The group will be convened by Shadow Chancellor John McDonnell and will report to leader Jeremy Corbyn. They will meet four times a year to discuss ideas to be fed into Labour’s official economic strategy. The committee will be made up of:

·  Mariana Mazzucato, Professor, University of Sussex

· Joseph Stiglitz, Professor, Columbia University, recipient of the 2001 Nobel Memorial Prize in economics.

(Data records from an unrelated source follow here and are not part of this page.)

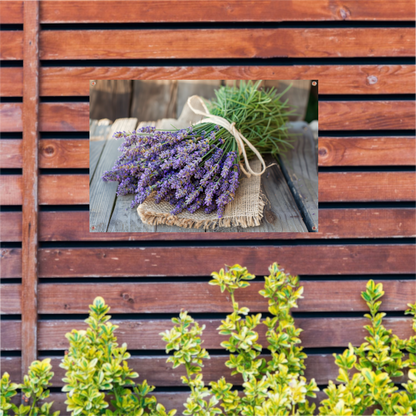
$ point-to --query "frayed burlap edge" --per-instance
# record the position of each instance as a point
(152, 218)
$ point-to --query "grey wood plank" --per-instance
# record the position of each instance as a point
(281, 213)
(203, 88)
(103, 194)
(126, 219)
(98, 139)
(301, 172)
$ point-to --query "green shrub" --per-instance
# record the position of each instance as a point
(98, 380)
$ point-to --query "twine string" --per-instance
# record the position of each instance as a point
(240, 139)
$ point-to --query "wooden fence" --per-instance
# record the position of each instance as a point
(52, 267)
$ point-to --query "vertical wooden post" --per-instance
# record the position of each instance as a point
(30, 181)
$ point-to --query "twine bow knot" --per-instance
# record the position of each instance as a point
(240, 139)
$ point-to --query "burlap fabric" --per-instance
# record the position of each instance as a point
(246, 210)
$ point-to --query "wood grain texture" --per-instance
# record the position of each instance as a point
(333, 223)
(366, 115)
(199, 297)
(228, 11)
(226, 43)
(10, 299)
(300, 169)
(13, 341)
(11, 81)
(11, 262)
(63, 189)
(63, 153)
(11, 11)
(11, 47)
(201, 261)
(63, 117)
(10, 190)
(11, 226)
(103, 194)
(367, 151)
(333, 79)
(144, 334)
(10, 153)
(30, 183)
(333, 115)
(11, 117)
(367, 186)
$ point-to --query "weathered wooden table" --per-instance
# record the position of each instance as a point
(291, 187)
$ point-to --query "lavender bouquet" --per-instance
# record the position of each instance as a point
(199, 167)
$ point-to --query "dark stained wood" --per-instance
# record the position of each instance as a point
(10, 262)
(11, 117)
(10, 226)
(63, 153)
(10, 190)
(333, 223)
(63, 117)
(10, 295)
(228, 11)
(11, 11)
(63, 189)
(11, 45)
(366, 115)
(333, 115)
(11, 81)
(13, 341)
(226, 43)
(201, 261)
(30, 183)
(367, 151)
(144, 334)
(367, 186)
(198, 297)
(10, 153)
(339, 79)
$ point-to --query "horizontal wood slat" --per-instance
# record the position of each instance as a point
(144, 334)
(11, 11)
(319, 296)
(201, 261)
(64, 153)
(10, 153)
(11, 47)
(11, 117)
(333, 223)
(333, 151)
(333, 115)
(339, 79)
(367, 186)
(366, 115)
(333, 187)
(11, 81)
(53, 189)
(11, 226)
(13, 340)
(64, 117)
(10, 302)
(220, 11)
(226, 43)
(367, 151)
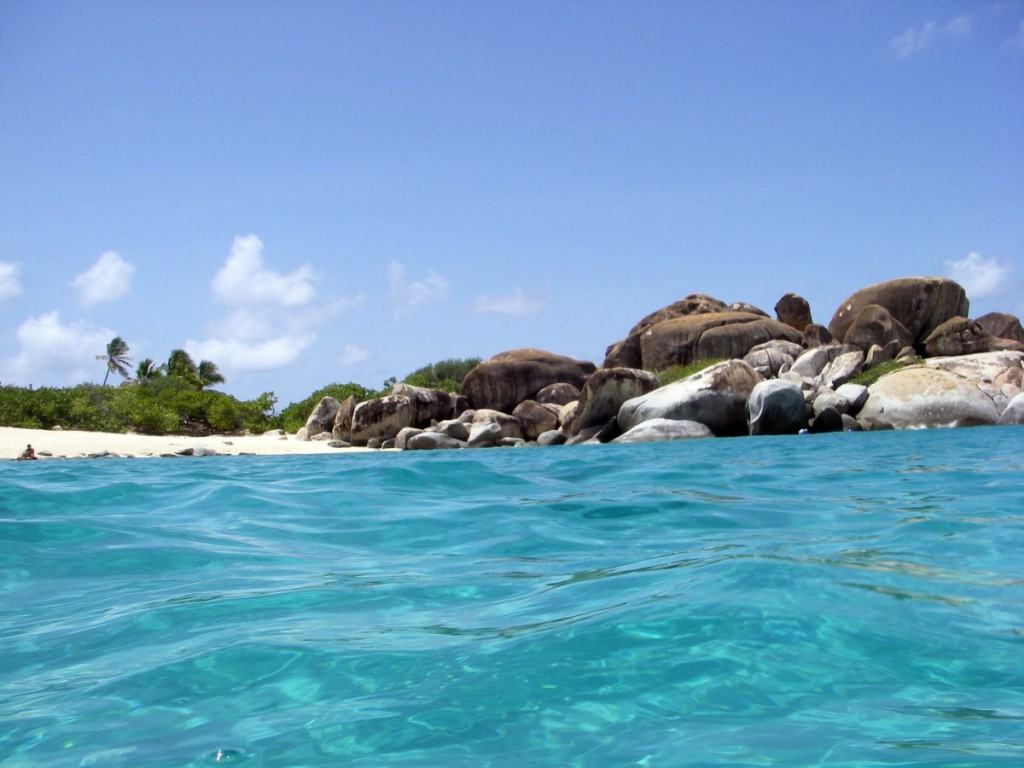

· Thomas Piketty, Professor, Paris School of Economics

· Anastasia Nesvetailova, Professor, City University London

· Danny Blanchflower, Bruce V, Rauner Professor of Economics Dartmouth and Stirling, Ex-member of the MPC

· Ann Pettifor, Director of Policy Research in Macroeconomics (PRIME), and an Honorary Research Fellow at the Political Economy Research Centre of City University

French economist Piketty shot to fame last year when his book, Capital in the Twenty-First Century, became an unexpected international bestseller. Pettifor has worked as an adviser to Ken Livingstone and Margaret Beckett, and has published nine book on economic matters, while Blanchflower served on the Bank of England’s Monetary Policy Committee and has written extensively for The Guardian.

Corbyn announced the news with a statement saying:

“I was elected on a clear mandate to oppose austerity and to set out an economic strategy based on investment in skills, jobs and infrastructure. Our economy must deliver security for all, not just riches for a few.

Shadow Chancellor John McDonnell  he was “delighted” with the committee and was looking to develop “a radical but pragmatic and deliverable economic policy for our country.” He added: “Austerity is failing the people of this country. Working alongside world leading economists Labour will present the coherent alternative our country desperately needs.”

Thomas Piketty said that the committee is a “brilliant opportunity for the Labour Party to construct a fresh and new political economy which will expose austerity for the failure it has been in the UK and Europe.”